Good model but some holes in the dataset.
This Model is so far (per my testing group) the best RP model out there for 70B. It stands on top with New Dawn, though that model is better at novel-style prose and spatial IQ and object/location tracking. This model is superior with emotional IQ and depth of reaction, and your technique to not mix too many similar characters actually gives out many distinct personalities which is a huge issue with many other models - characters feel very lively and unique rather than being sourced from Central Casting most of the time. So this is really amazing.
Where it could use some improvement:
-Characters seem very compliant with User - do you lack Data where User is Evil => more distrust may be useful.
-You lack Data where User should not be the focus of Char.
-You lack Data where Char should lack emotions/be anhedonic due to past trauma or something, and open up really slowly. At the moment characters with apathy open up immediately, which may be related to the above note about character compliance being very high.
-What is the erotic to non-erotic ratio in the RP dataset? The model seems to be more aggressive about going down that route than other models in the 70B range.
moving to reddit.
Thanks for the detailed feedback! I really appreciate it when users give insights on where it is lacking. Super happy that you said it is one of the best RP models you've tested though, as it validates the methods I've used.
Where it could use some improvement:
-Characters seem very compliant with User - do you lack Data where User is Evil => more distrust may be useful.
-You lack Data where User should not be the focus of Char.

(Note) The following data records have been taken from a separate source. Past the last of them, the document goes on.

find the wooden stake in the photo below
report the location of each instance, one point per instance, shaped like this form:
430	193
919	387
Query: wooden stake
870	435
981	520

-You lack Data where Char should lack emotions/be anhedonic due to past trauma or something, and open up really slowly. At the moment characters with apathy open up >immediately, which may be related to the above note about character compliance being very high.
The dataset definitely has a long way for improvement, and has a lot of low hanging fruit since it is basically almost just a "raw" dataset from the repos I found. It isn't altered too much by me aside from my deduplication and curation. If you do have some recommendations of good RP datasets, I will take a look and see how to implement those as well.

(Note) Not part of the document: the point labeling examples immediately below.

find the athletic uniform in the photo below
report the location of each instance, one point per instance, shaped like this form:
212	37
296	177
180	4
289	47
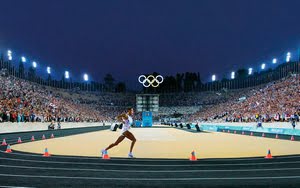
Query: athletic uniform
127	125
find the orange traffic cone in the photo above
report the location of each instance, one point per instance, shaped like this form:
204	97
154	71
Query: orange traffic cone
46	154
8	149
105	155
193	156
19	140
269	156
4	142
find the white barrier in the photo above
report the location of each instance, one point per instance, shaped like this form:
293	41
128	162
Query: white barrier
9	127
281	125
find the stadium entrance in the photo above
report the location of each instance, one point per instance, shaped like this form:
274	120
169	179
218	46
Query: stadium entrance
147	103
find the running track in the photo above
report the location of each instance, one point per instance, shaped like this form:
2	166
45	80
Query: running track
32	170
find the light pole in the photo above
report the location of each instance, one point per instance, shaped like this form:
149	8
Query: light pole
34	65
67	76
86	79
288	57
49	75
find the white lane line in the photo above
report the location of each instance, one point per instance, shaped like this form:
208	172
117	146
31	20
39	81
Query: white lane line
165	160
146	171
147	179
7	186
143	165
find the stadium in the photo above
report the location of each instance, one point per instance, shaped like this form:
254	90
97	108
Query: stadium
62	129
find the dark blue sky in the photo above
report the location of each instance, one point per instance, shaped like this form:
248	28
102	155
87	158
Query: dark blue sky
127	38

-What is the erotic to non-erotic ratio in the RP dataset? The model seems to be more aggressive about going down that route than other models in the 70B range.

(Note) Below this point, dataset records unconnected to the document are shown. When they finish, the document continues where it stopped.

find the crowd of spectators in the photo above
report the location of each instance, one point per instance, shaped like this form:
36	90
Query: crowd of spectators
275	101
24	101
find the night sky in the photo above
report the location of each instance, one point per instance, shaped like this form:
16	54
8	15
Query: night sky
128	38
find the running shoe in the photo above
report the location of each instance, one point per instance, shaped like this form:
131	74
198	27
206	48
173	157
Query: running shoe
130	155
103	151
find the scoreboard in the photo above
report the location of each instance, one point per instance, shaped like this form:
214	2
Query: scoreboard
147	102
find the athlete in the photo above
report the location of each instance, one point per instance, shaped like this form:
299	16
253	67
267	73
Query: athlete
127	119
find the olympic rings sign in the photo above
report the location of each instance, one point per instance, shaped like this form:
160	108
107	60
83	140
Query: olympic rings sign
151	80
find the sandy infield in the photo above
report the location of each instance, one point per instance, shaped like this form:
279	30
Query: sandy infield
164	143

Honestly, I don't know what's the ratio haha it is just a mix of it all. I thought for Llama 3.1 8B it turned out to be not so eager to be going in that direction, but I guess it is much more willing on 70B.
Hey there! I've been doing testing on this with Autumn - really solid model!
Re: Erotic/non ratio I feel like the default for "RP" style data I've seen is pretty heavy on that end, which is -fine- but does tend to overbias the model. Deduplicating the character names is amazing in terms of how well the model does personalities but everyone is just a litttttle too eager if you know what I mean.
From your descriptions of the training path it sounded like this was largely raw (other than the deduplication).
I'd recommend seeking out medical/psychology datasets. In the past with models like Psyfighter and Psyonic-Cetacean I've found that kind of information to dramatically improve personality and (the surprising element) spatial reasoning and logic. Its plausible that just having more of that in the mix vs the RP-data may chill things out to a more flexible baseline in terms of ERP aggressiveness and agreeableness.
That said - great model! I'll let you know when we start doing Unspeakable Frankensteining with NewDawn Ultra. :D
Hey there! I've been doing testing on this with Autumn - really solid model!
Re: Erotic/non ratio I feel like the default for "RP" style data I've seen is pretty heavy on that end, which is -fine- but does tend to overbias the model. Deduplicating the character names is amazing in terms of how well the model does personalities but everyone is just a litttttle too eager if you know what I mean.
From your descriptions of the training path it sounded like this was largely raw (other than the deduplication).
I'd recommend seeking out medical/psychology datasets. In the past with models like Psyfighter and Psyonic-Cetacean I've found that kind of information to dramatically improve personality and (the surprising element) spatial reasoning and logic. Its plausible that just having more of that in the mix vs the RP-data may chill things out to a more flexible baseline in terms of ERP aggressiveness and agreeableness.
That said - great model! I'll let you know when we start doing Unspeakable Frankensteining with NewDawn Ultra. :D
Thanks for the feedback!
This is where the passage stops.